Adapun engkau berjalan bersama mereka, membenarkan kedzoliman mereka, dan berfilsafat atas permusuhan mereka, maka ini berlawanan dengan perintah Allah dan rasul-Nya.

Bukankah engkau telah membaca firman Allah:

إنما المؤمنون إخوة فأصلحوا بين أخويكم واتقوا االله لعلكم ترحمون

Sesungguhnya orang-orang mukmin adalah bersaudara. Karena itu, damaikanlah kedua saudara kalian, dan bertakwalah kalian kepada Allah supaya kalian mendapatkan rahmat. (QS al-Hujurat [49]: 10).

Bukankah engkau telah membaca:

وتعاونوا على البر والتقوى ولا تعاونوا على الإثم والعدوان

Dan tolong-menolonglah kamu dalam (mengerjakan) kebajikan dan takwa, dan jangan tolong-menolong dalam berbuat dosa dan pelanggaran. Dan bertakwalah kamu kepada Allah, sesungguhnya Allah amat berat siksa-Nya [al-Mâidah/5:2]

Maka dimanakah engkau letakkan muqoto’ah atas masyarakat Muslim, tetangga dekat, di Bulan Rahmah ini?

Di “البر والتقوى” atau di “الإثم والعدوان“?

Bukankah Rasulullah shallallahu ‘alaihi wasallam pernah berdabda:

المسلم أخو المسلم لا يظلمه ولا يسلمه ولا يخذله ولا يحقره

Bukankah syariat melarang memutuskan hubungan antar saudara lebih dari 3 hari? Mengingkari perbuatan keduanya dan yang orang yang terbaik adalah yang mendahulukan salam?

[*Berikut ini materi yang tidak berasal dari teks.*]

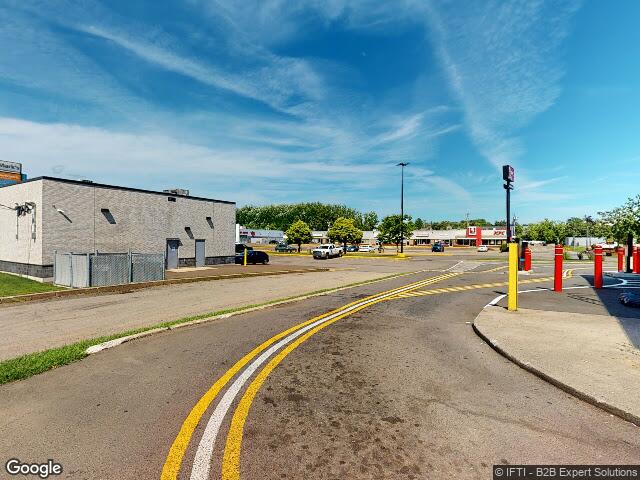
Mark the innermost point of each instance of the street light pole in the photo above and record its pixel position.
(402, 165)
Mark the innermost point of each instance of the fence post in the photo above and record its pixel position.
(89, 270)
(71, 270)
(557, 276)
(512, 300)
(597, 274)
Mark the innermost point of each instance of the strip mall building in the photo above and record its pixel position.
(471, 236)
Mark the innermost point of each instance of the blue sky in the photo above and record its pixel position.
(275, 101)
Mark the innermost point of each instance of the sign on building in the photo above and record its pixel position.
(10, 173)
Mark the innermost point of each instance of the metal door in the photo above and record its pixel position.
(200, 257)
(172, 253)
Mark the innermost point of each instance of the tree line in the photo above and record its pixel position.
(318, 216)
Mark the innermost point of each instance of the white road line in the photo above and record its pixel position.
(493, 302)
(202, 461)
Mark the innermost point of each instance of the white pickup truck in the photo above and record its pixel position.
(328, 250)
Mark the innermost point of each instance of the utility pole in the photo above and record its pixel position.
(402, 165)
(588, 220)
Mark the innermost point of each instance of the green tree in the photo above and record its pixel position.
(344, 230)
(390, 229)
(317, 215)
(546, 230)
(298, 233)
(367, 221)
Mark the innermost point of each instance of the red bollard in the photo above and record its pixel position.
(557, 275)
(597, 273)
(620, 259)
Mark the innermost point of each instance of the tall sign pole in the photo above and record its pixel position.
(402, 165)
(509, 176)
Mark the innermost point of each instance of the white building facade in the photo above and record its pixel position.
(44, 215)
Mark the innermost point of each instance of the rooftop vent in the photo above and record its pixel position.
(177, 191)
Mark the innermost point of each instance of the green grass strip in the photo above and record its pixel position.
(34, 363)
(11, 285)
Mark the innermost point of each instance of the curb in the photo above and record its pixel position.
(119, 341)
(130, 287)
(607, 407)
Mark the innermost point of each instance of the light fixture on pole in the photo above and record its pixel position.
(402, 165)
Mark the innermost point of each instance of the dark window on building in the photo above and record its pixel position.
(108, 215)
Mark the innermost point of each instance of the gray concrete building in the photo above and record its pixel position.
(44, 215)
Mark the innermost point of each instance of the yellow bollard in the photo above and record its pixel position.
(513, 277)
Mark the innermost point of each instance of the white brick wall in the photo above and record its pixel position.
(23, 249)
(143, 222)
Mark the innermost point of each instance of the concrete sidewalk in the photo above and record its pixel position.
(592, 356)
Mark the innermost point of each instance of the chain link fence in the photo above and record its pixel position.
(102, 269)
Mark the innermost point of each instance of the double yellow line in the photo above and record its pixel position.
(231, 458)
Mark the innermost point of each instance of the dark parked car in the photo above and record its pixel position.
(241, 246)
(285, 248)
(253, 256)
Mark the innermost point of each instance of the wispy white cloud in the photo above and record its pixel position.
(503, 63)
(498, 59)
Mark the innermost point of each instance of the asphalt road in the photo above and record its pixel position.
(400, 389)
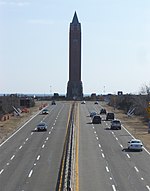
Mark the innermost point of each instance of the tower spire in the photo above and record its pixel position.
(75, 18)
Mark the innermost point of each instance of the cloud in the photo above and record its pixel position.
(40, 22)
(14, 3)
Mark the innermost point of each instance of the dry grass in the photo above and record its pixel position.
(134, 125)
(10, 125)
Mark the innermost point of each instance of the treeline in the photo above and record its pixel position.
(131, 104)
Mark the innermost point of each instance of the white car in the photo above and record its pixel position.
(42, 126)
(135, 144)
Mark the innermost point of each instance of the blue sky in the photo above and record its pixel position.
(34, 45)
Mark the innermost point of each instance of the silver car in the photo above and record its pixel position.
(135, 144)
(42, 126)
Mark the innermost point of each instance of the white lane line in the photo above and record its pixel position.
(114, 188)
(148, 187)
(38, 157)
(107, 169)
(20, 147)
(30, 174)
(103, 155)
(12, 157)
(19, 129)
(136, 169)
(1, 171)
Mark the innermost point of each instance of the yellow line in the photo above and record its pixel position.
(61, 176)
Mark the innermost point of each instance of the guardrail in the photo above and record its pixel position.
(65, 176)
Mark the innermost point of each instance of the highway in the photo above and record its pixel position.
(30, 160)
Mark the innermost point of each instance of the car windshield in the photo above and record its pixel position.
(135, 142)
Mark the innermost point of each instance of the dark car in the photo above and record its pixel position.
(96, 119)
(42, 126)
(115, 124)
(53, 102)
(110, 116)
(45, 111)
(103, 111)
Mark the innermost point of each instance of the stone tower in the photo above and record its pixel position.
(74, 88)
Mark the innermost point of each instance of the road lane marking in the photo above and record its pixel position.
(103, 155)
(1, 171)
(19, 129)
(99, 145)
(12, 157)
(136, 169)
(148, 187)
(30, 174)
(38, 157)
(20, 147)
(107, 169)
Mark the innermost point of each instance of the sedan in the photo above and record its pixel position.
(135, 144)
(92, 114)
(42, 126)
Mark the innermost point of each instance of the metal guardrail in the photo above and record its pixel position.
(65, 177)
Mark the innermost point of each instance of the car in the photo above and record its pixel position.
(110, 116)
(115, 124)
(135, 144)
(96, 119)
(92, 114)
(103, 111)
(53, 102)
(42, 126)
(45, 111)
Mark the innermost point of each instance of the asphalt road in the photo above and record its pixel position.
(104, 161)
(30, 160)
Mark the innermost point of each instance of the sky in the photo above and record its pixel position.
(34, 45)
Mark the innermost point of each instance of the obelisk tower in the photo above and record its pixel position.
(74, 89)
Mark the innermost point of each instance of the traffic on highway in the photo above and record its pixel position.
(103, 155)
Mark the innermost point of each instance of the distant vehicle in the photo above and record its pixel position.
(103, 111)
(45, 111)
(42, 126)
(110, 116)
(96, 119)
(53, 102)
(92, 114)
(135, 144)
(115, 124)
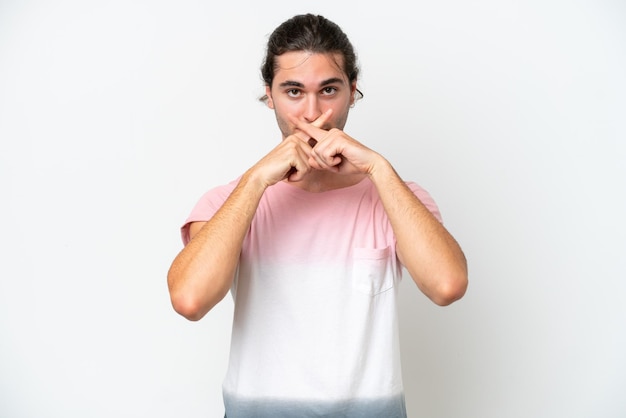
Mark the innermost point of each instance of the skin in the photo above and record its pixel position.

Bukankah sifat seorang Muslim adalah pengasih sayang terhadap sesama, maka apakah muqotho’ah adalah bentuk kasih sayang?

Bukankah sifat seorang Muslim adalah “mendahulukan kebaikan atas orang lain daripada diri mereka meski mereka sendiri membutuhkan”?

Bagaimana engkau bisa lalai dari dalil-dalil yang jelas ini padahal engkau sedang berfatwa?

Kami mengharap kepadamu dan kepada seluruh ummat Islam untuk menarik kembali fatwa-fatwa kalian yang bertentangan dengan kitab, sunnah dan ijma’. Dan perlu engkau ketahui bahwa mempersatukan dan melenyapkan sebab-sebab permusuhan antar saudara adalah bentuk pengamalan dari:

واعتصموا بحبل الله جميعا ولا تفرقوا

Aku memohon kepada Allah agar memberi kita hidayah untuk beramal baik dan terbaik, serta memberimu taufik dalam urusan umat Islam.